Finding and mitigating memory leaks in managed code using ANTS

A week or so ago, I got a call from a client who had some issues with an application that I had built. The application is a WPF 4 “media player” that is supposed to runs 24/7. The issue they were facing was that it only ran for about 12 hours before crashing. And at startup it used less than 100Mb of memory, and at the end (before crashing) it used about 1500Mb. So it clearly had a memory leak. And I needed to find it…fast!

And since this is the first time I have had to do this, I decided to share my experiences. Hopefully it will help someone…

The application is supposed to play a bunch of adds 24/7. The adds, or slots as I have decided to call them as they are a bit more flexible than regular adds, are currently pictures slideshows or videos or a combination. The application is built in a modular fashion to make it possible to add new types of slots in the future.

The slots are grouped and ordered into playlists, which are downloaded from Azure. And since this post is about memory leaks, I wont spend too much more time explaining the application. I just want to mention that it loads the controls that handle displaying the “media slots” on the fly based on what is in the playlist. And the dynamically loaded controls are just discarded when done…So they should be garbage collected…

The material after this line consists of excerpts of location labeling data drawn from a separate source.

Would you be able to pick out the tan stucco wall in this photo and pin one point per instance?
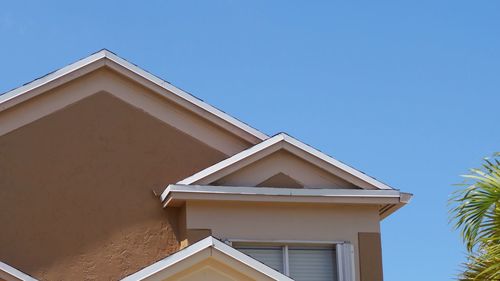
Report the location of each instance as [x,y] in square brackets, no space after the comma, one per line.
[76,190]
[370,250]
[272,222]
[286,163]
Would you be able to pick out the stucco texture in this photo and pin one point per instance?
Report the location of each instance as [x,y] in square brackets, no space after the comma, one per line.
[76,190]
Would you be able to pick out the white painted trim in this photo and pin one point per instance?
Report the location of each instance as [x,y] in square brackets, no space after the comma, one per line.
[109,59]
[309,242]
[345,262]
[7,272]
[286,260]
[197,247]
[278,191]
[284,141]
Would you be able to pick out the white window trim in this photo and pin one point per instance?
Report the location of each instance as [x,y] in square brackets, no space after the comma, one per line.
[344,251]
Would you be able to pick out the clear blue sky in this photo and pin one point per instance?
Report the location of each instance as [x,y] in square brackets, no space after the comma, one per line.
[406,91]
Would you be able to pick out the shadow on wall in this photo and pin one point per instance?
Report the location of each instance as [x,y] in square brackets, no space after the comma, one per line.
[76,190]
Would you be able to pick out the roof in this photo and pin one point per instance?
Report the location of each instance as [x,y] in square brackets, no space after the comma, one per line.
[156,270]
[388,200]
[105,58]
[290,144]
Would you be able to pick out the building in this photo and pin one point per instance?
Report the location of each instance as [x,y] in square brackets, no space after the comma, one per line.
[108,172]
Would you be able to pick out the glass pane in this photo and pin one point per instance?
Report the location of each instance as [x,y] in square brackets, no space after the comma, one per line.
[312,264]
[270,256]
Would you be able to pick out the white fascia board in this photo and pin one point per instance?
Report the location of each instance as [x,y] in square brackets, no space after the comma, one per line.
[278,191]
[175,195]
[198,247]
[335,162]
[108,58]
[276,140]
[13,97]
[232,160]
[7,272]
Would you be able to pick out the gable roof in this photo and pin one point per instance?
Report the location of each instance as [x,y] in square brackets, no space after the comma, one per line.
[158,270]
[292,145]
[105,58]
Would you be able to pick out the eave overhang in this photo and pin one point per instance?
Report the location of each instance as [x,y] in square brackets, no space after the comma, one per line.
[389,201]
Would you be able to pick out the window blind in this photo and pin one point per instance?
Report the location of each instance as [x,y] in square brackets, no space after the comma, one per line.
[312,264]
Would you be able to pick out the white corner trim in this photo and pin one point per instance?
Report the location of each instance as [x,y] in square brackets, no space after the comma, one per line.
[198,247]
[282,139]
[107,58]
[345,262]
[7,272]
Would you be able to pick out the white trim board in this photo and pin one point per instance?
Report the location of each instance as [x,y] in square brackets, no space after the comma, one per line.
[388,201]
[105,58]
[292,145]
[8,272]
[155,269]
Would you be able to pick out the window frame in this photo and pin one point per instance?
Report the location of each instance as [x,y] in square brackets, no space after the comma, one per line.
[344,256]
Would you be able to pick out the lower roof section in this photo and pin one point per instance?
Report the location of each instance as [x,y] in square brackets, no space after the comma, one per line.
[389,200]
[208,257]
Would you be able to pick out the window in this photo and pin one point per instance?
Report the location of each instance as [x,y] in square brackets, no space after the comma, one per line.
[302,262]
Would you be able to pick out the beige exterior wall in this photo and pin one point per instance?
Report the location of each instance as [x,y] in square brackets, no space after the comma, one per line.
[76,187]
[274,222]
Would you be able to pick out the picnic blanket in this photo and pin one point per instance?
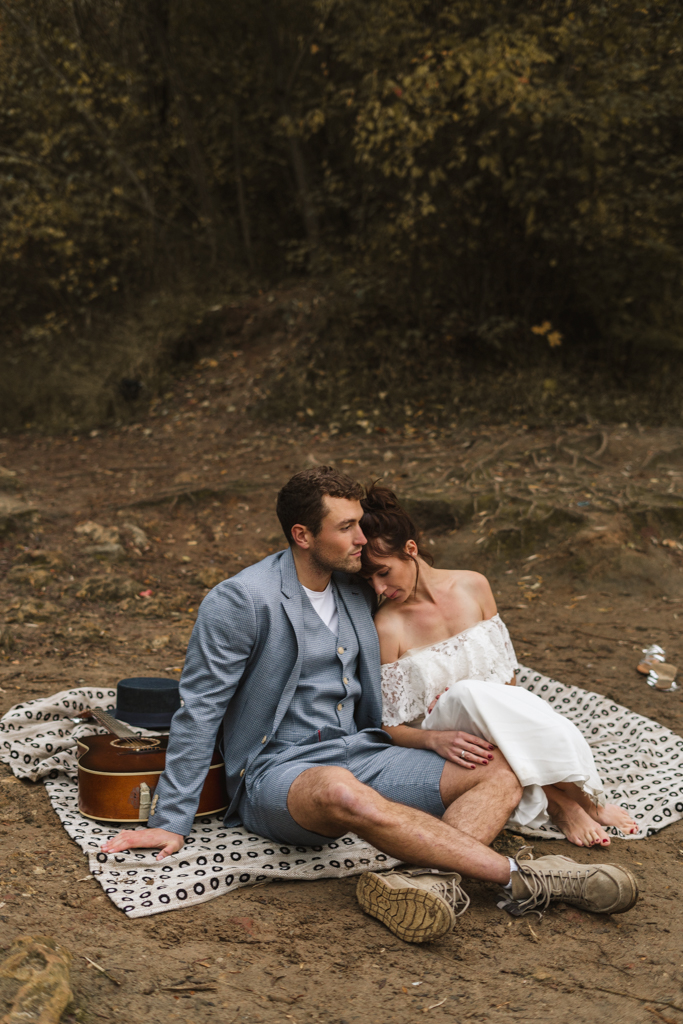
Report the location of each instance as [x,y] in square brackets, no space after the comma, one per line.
[639,761]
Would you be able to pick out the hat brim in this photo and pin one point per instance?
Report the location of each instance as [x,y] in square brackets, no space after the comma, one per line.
[145,719]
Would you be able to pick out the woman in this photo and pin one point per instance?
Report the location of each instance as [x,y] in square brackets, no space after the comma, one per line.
[446,655]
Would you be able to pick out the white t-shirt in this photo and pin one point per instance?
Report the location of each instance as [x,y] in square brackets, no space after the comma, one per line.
[325,604]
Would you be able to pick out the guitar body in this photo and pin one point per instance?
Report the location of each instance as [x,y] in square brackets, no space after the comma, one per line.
[117,782]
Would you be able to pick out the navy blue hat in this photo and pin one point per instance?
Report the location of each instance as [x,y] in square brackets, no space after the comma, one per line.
[147,702]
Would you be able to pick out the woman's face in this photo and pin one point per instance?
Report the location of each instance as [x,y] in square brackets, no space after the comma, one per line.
[394,577]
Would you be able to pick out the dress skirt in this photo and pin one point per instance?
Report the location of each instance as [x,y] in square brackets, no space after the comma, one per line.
[541,745]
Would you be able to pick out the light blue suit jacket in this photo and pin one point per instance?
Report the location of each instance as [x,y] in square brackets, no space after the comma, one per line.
[243,666]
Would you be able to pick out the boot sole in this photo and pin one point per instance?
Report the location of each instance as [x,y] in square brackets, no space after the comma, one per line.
[634,894]
[413,914]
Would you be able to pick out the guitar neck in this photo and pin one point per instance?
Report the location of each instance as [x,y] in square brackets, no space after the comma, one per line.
[112,724]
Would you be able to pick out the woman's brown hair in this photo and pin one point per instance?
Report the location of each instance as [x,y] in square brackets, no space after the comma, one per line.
[388,527]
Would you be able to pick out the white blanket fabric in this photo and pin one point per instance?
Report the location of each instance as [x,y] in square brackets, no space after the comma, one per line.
[38,741]
[639,761]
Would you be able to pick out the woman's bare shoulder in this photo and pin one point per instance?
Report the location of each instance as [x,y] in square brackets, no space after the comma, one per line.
[388,623]
[475,586]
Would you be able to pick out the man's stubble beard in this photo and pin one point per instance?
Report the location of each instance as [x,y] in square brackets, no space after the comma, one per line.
[349,564]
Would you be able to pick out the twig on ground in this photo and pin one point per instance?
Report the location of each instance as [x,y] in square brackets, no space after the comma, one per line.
[603,445]
[101,970]
[187,987]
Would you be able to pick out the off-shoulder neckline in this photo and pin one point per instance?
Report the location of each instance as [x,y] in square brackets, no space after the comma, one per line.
[414,650]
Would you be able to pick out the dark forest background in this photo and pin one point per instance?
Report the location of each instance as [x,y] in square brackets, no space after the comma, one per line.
[479,200]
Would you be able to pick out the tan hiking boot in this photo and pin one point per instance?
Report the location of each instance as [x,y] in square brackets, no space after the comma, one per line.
[417,905]
[598,888]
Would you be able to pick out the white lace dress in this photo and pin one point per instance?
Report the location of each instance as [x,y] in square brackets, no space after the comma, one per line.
[470,671]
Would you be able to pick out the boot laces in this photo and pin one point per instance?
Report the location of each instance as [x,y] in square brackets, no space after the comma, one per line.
[552,884]
[454,895]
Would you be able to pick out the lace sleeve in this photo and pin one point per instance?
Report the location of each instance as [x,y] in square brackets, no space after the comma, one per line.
[509,649]
[399,701]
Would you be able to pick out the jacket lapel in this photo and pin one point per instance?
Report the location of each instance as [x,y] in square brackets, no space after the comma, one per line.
[292,604]
[369,712]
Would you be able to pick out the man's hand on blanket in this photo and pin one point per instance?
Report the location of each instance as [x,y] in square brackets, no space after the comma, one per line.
[461,748]
[145,839]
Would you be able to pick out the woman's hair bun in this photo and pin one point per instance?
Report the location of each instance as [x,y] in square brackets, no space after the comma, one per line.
[379,498]
[387,526]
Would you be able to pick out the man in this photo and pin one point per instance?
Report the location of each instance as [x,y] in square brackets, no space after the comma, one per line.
[285,655]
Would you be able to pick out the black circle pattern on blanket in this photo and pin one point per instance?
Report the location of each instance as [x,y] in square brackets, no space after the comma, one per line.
[215,859]
[639,761]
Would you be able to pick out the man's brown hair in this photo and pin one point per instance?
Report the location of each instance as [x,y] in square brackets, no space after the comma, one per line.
[300,501]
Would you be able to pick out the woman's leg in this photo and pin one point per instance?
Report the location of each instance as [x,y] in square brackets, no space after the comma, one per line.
[571,818]
[609,814]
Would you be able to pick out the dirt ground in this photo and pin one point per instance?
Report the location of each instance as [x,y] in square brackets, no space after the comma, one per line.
[580,532]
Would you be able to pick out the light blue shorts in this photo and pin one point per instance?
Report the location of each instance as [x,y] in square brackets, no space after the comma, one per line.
[398,773]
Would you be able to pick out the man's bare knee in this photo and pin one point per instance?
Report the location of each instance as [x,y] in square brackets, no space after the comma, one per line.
[504,774]
[334,795]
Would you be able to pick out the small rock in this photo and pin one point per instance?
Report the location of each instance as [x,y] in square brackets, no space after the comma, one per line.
[87,633]
[7,478]
[184,477]
[35,980]
[137,536]
[14,513]
[27,576]
[40,556]
[111,552]
[97,534]
[211,576]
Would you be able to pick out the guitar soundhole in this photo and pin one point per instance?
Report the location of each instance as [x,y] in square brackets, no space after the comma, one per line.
[136,742]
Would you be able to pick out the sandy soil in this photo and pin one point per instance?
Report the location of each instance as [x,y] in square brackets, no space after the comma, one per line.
[570,527]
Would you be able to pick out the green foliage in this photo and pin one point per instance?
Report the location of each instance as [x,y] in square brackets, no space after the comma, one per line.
[462,171]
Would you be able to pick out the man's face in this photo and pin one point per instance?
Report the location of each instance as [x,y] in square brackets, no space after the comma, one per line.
[338,545]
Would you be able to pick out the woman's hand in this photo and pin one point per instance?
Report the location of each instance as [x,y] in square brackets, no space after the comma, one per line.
[461,748]
[144,839]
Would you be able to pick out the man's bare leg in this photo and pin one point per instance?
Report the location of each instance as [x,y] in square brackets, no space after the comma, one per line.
[332,802]
[479,801]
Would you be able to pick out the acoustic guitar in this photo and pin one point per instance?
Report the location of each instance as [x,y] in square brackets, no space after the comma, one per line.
[118,773]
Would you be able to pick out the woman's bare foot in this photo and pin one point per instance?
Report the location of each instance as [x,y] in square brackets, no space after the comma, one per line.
[578,825]
[613,815]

Anyhow…back to the memory leaks…cause I obviously had one…or more…

So what to do when faced with something you haven’t really dealt with? And to be honest, I haven’t dealt a whole lot with memory leaks before as I work in .NET, and the garbage collector hides most of that for us…

Well, I knew there was a memory profiling tool around, and after a talking to a colleague it appeared to be a tool called “CLR Profiler” I was thinking of. So I downloaded that, only to discover that it only works with .NET 2… So I that was a dead end…

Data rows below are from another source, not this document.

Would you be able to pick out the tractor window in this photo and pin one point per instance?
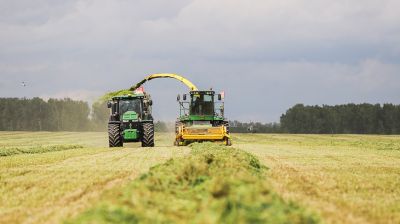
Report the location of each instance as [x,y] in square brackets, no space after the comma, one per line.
[130,105]
[202,105]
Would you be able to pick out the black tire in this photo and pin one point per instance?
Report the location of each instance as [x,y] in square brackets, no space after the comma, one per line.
[177,125]
[148,135]
[114,136]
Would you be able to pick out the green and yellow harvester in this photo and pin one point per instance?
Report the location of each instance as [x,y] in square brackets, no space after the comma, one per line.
[201,116]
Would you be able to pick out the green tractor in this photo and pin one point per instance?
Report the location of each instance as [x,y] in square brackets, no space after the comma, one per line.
[131,120]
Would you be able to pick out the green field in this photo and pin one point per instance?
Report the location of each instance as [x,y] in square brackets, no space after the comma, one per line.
[52,177]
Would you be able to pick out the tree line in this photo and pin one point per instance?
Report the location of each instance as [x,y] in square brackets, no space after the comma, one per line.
[21,114]
[38,115]
[342,119]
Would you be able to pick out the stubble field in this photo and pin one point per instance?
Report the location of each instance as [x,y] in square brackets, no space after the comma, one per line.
[52,177]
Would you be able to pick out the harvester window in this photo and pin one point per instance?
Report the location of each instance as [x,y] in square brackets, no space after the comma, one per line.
[130,105]
[202,105]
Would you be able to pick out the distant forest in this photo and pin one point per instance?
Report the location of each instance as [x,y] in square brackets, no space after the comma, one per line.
[69,115]
[342,119]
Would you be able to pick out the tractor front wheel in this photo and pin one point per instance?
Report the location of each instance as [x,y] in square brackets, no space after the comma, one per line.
[114,136]
[148,135]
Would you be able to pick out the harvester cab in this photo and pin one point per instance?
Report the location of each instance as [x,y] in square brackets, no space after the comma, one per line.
[201,118]
[131,120]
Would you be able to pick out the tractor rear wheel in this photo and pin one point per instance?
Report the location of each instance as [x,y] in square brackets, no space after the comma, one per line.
[148,135]
[114,136]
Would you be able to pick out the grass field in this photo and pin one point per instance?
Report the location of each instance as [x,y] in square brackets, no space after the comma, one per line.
[49,177]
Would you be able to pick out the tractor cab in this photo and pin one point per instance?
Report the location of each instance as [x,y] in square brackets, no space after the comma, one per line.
[131,120]
[201,118]
[202,106]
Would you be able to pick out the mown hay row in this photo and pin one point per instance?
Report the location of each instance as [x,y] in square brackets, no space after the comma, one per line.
[215,184]
[37,149]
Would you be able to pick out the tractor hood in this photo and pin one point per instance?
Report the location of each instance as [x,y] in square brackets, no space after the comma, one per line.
[130,115]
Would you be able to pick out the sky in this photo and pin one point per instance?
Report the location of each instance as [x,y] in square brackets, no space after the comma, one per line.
[266,55]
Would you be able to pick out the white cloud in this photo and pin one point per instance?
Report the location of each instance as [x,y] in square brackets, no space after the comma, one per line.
[282,52]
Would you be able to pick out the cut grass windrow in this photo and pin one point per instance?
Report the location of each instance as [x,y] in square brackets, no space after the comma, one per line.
[215,184]
[37,149]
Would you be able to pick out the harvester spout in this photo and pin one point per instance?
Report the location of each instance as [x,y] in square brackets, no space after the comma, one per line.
[191,86]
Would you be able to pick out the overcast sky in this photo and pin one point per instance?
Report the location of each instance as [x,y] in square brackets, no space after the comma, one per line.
[267,55]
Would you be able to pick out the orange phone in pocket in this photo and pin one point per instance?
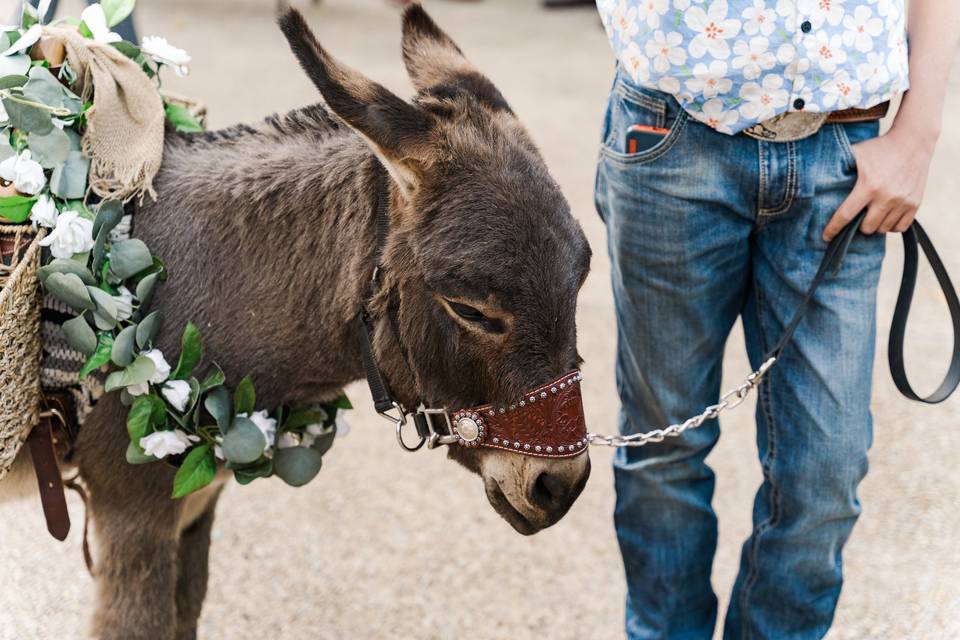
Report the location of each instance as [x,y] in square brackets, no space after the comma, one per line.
[641,137]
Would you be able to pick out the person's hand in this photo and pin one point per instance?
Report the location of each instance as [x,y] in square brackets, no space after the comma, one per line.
[891,178]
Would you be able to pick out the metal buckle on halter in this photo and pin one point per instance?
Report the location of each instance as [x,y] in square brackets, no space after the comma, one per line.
[399,421]
[433,437]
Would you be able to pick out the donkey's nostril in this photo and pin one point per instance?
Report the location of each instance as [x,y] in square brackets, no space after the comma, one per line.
[549,491]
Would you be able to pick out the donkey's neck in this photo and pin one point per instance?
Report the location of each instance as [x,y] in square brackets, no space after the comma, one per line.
[268,234]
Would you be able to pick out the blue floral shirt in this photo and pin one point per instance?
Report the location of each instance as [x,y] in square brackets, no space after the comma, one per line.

Twitter to the rescue! I sent out a question on Twitter and got a couple of replies within an hour. One of the most common replies was ANTS. So I googled ANTS, and found a tool from Red Gate called “ANTS Memory Profile”. So I downloaded a trial version and booted it up.

Considering that Red Gate is responsible for .NET Reflector since a while back, I had quite high hopes…

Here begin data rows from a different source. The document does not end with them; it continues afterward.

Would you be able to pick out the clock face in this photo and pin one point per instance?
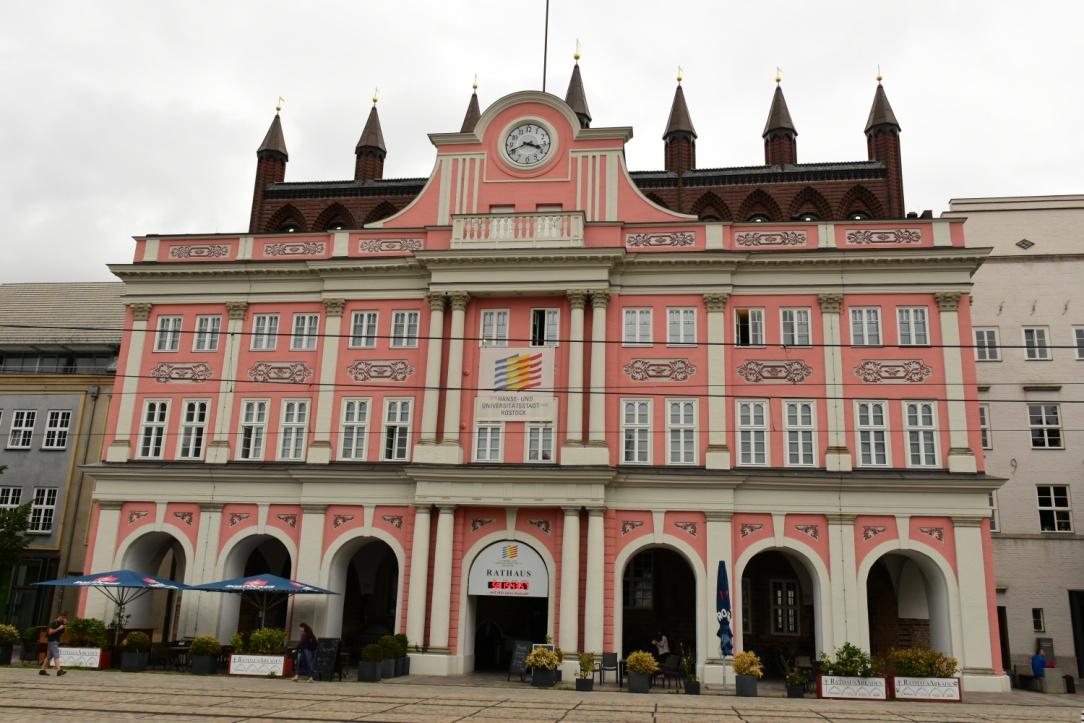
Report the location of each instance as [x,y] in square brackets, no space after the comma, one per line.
[527,144]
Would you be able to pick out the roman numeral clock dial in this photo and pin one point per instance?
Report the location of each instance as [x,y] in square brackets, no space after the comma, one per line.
[527,144]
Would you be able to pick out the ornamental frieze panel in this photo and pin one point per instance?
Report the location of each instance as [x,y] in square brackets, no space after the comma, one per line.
[659,370]
[882,236]
[893,371]
[656,240]
[765,239]
[794,371]
[166,372]
[381,371]
[296,372]
[389,245]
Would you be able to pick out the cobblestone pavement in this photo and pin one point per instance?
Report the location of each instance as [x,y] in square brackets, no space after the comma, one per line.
[92,695]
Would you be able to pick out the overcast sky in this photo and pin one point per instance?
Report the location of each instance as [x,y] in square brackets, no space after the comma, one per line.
[126,118]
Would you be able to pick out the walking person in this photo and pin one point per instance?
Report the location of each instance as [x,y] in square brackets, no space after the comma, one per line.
[53,635]
[306,653]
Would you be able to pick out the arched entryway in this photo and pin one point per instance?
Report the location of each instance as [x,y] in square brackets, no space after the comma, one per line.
[658,595]
[777,615]
[907,604]
[159,554]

Anyhow…I started my new “toy” and to be honest I have been around long enough to actually be past the “I don’t read manuals” approach. I even considered googling some “Getting Started” stuff for ANTS. But I didn’t. Which was kind of cool as the first thing you are met by when you launch ANTS is this

ANTS-Memory-Profiler-Screenshots-Homescreen

As you can see, the UI is VERY simple. Not a whole lot in there really. Except for a user friendly screen that tells you where to go from there. So I followed the recommendation and started a new project. As you start a new project, you are met by this screen

ANTS-Memory-Profiler-Screenshots-New-Project

As you can see, it is fairly simple. Just choose what EXE file (if it is a Windows app you are profiling) you want to profile, where to execute it and a few things like that.If you want to, you can probably go in a make a range of tweaks, but I didn’t… But I must say that I am quite curios about putting it on top of one of my Silverlight apps… :)

After having selected my application and pressed start, the application work for a little while spinning up the application to profile. As soon as that is done, the profiled application goes about it’s own business without any concern for the fact that there is a little perverted application watching it.

ANTS on the other hand, probably does a whole lot of things. Not that you see it. Cause all you see is another simple screen (shown below). The only thing in that screen that tells you that something is happening, is a graph of the currently used memory. This really isn’t much more than the Task Manager does. Even though I assume that this data is more accurate than what you get from the Task Manager, which apparently can be a bit off at times…

ANTS-Memory-Profiler-Screenshot-Step-1

But the funky stuff starts when you follow the instructions and push the “Take Memory Snapshot” button. This will tell ANTS to take a snapshot of the current memory…ehh…yeah…sort of self explaining…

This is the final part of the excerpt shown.